Improve memory management of factory processes in the v2_7_rc1
- Add a means to limit the number of forks that do check_and_perform_work
- Handle reading from the child's write pipe in a better way to minimize the python zombie processes
- Do better pipe management so that subsequent children do not inherit pipes that its parent created for their earlier siblings
#1 Updated by Burt Holzman over 7 years ago
Some more information for the record:
When testing gWMS 2.7 on glidein-itb, Jeff and company noticed the machine was getting heavily loaded.
On further investigation, memory is getting exhausted, the machine swaps heavily, and thrashes and all is doomed.

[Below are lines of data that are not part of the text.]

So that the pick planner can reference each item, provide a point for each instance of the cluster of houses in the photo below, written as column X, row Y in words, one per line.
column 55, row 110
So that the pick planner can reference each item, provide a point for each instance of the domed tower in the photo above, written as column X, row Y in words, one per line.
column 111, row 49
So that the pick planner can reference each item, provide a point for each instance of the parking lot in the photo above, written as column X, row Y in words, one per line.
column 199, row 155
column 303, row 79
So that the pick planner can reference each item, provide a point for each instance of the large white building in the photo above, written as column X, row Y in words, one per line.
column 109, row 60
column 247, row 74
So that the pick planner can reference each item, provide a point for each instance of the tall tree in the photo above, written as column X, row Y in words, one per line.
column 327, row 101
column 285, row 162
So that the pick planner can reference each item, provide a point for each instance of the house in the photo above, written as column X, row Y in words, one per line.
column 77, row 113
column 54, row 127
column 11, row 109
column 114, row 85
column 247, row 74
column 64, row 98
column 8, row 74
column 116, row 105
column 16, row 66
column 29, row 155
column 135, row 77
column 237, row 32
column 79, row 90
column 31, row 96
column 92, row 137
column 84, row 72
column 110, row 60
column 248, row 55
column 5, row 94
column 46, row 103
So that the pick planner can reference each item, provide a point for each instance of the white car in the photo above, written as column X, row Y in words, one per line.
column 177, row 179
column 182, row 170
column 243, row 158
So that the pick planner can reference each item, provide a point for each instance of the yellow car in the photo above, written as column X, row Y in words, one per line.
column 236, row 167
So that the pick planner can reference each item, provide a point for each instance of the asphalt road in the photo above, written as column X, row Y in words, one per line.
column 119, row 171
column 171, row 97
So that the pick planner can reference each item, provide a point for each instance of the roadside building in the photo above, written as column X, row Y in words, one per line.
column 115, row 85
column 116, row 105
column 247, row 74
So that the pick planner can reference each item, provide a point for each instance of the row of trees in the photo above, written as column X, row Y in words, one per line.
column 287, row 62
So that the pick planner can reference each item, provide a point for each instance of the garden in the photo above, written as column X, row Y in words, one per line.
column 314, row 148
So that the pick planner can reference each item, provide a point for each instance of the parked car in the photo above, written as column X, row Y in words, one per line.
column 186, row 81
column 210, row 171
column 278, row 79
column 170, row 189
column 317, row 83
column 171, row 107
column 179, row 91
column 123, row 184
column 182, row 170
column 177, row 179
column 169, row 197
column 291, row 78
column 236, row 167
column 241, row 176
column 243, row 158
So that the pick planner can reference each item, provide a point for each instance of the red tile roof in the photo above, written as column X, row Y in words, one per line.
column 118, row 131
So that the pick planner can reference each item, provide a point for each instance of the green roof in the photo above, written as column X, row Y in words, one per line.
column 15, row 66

The glideFactoryEntryGroup forks one child per entry. These children start dirtying a lot of pages -- it looks like up to 70 MB per child on the ITB factory based on the Pss from /proc/$PID/smaps (some or all of that may be from entry.gflFactoryConfig.rrd_stats.getData, but I can't prove that, yet). The ITB factory has 300 entries, so 300*70 = 21 GB. Ouch.
The children do exit after the parent reads from their pipe, but the parent doesn't check which children have exited but just goes through the pipes one by one doing non-blocking reads, so at worst, N-1 children are waiting and holding onto memory until one finishes.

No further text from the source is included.